NYC Mayor Bloomberg takes stand in larceny trial
NEW YORK (Reuters) - New York City Mayor Michael Bloomberg withstood more than two hours of aggressive questioning on Monday in the trial of a Republican political consultant charged with stealing more than $1 million from the mayor's 2009 re-election campaign.
The billionaire mayor, wearing a navy suit, red tie and an American flag pin, took the witness stand in a Manhattan criminal courtroom packed with reporters and observers.
He said he donated $1.2 million to the Independence Party to fund a ballot-security operation on Election Day promised to him by the consultant, John Haggerty. Prosecutors have accused Haggerty of selling the service, but spending most of the money on a house instead.
Bloomberg testified Haggerty made the arrangements to monitor polling places through the mayor's staff.
"We gave it with a purpose," he said. "The purpose was to provide ballot security.
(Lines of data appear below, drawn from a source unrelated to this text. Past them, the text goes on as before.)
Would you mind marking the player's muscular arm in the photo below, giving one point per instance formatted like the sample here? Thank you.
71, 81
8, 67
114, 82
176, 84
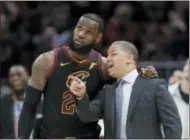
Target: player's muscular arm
40, 70
36, 84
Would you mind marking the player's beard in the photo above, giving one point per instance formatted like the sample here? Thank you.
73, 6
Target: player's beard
83, 49
19, 92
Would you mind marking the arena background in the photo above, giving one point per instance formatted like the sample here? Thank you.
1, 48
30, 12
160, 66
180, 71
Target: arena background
160, 30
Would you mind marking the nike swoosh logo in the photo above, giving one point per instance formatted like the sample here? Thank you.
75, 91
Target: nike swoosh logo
64, 64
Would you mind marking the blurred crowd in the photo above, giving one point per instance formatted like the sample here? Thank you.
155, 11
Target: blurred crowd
159, 29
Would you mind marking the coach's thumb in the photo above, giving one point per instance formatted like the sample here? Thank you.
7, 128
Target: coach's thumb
75, 79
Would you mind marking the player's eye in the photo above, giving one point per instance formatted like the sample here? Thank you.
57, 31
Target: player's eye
89, 32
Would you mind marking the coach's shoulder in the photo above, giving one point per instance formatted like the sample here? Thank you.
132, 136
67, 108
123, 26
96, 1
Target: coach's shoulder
155, 82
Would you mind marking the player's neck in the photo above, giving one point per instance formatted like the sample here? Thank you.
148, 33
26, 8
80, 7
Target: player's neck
77, 56
18, 97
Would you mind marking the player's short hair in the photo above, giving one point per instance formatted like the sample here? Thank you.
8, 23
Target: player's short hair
97, 19
128, 48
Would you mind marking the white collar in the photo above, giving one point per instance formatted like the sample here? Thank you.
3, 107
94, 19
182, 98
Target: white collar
131, 76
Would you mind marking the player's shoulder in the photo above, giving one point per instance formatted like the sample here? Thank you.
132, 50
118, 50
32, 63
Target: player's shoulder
155, 82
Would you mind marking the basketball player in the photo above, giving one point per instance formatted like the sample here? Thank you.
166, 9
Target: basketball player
50, 74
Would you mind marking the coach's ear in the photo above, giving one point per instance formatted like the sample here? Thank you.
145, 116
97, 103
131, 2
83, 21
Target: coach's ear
99, 38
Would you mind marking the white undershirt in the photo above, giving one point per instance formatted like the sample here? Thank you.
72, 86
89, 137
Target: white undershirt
127, 90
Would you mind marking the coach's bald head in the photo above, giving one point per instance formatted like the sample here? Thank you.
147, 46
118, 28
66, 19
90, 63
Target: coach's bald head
122, 58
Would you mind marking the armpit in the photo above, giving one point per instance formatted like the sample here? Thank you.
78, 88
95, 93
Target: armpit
40, 70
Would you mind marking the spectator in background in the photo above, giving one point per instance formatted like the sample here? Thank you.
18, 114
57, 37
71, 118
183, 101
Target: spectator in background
11, 104
176, 77
180, 92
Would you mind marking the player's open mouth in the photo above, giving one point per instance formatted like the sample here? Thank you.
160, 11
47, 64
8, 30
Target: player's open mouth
78, 42
110, 66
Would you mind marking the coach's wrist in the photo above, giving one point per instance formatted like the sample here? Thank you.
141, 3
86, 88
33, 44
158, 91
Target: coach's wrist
80, 97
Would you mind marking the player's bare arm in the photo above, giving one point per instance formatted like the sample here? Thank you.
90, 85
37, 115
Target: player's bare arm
40, 70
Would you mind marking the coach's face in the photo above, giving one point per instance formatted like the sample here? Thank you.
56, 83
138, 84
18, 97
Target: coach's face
118, 61
86, 33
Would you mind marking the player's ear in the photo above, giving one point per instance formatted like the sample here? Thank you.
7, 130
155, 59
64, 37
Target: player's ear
99, 38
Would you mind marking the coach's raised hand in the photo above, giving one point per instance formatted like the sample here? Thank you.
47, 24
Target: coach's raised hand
77, 87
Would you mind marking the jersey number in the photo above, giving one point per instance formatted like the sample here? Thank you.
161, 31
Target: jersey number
68, 103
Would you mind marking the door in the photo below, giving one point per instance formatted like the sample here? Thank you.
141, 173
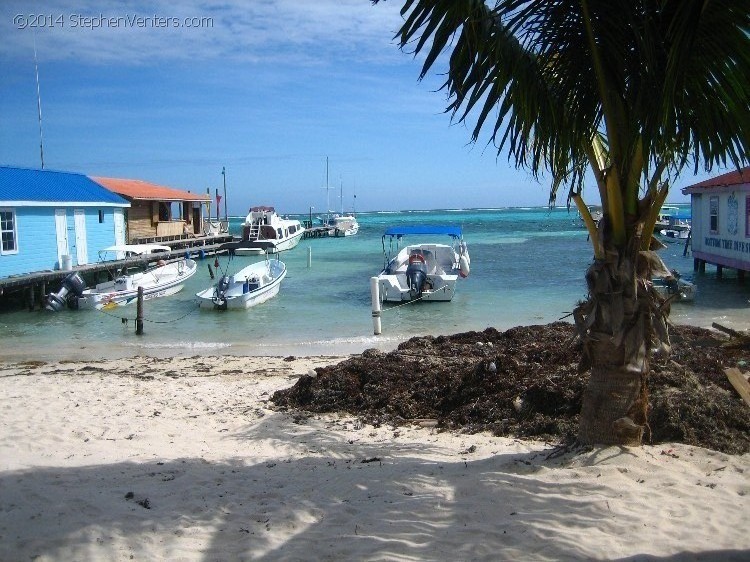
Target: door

It was not a general donation."
Defense lawyer Raymond Costello peppered Bloomberg with questions about the contribution, suggesting that the decision to funnel the money through a political party represented a violation of campaign finance law.
"Do you realize that your campaign did not file any of the $1.2 million as a campaign expenditure?" Costello asked.
The mayor countered that the money was intended to help all Independence Party candidates, not just his own candidacy, and therefore did not need to be disclosed by his campaign.
"I do not view it as a campaign expenditure, because it was not for me, it was for all of the candidates of the Independence Party," he said.
Bloomberg said he paid for similar operations in his 2001 and 2005 mayoral campaigns through the Republican Party. Haggerty was responsible for the 2005 operation.
The mayor, often testy with what he considers frivolous questions from reporters, showed only flashes of impatience during his testimony. His most frequent response was that he could not recall many details of the campaign in 2009, saying he left most of the decision-making to his advisers.
The defense argued that once Bloomberg gave his money to the Independence Party, he could not dictate how it was spent.
Haggerty is charged with grand larceny, money laundering and falsifying business records. The larceny charge carries a possible term of 25 years in prison.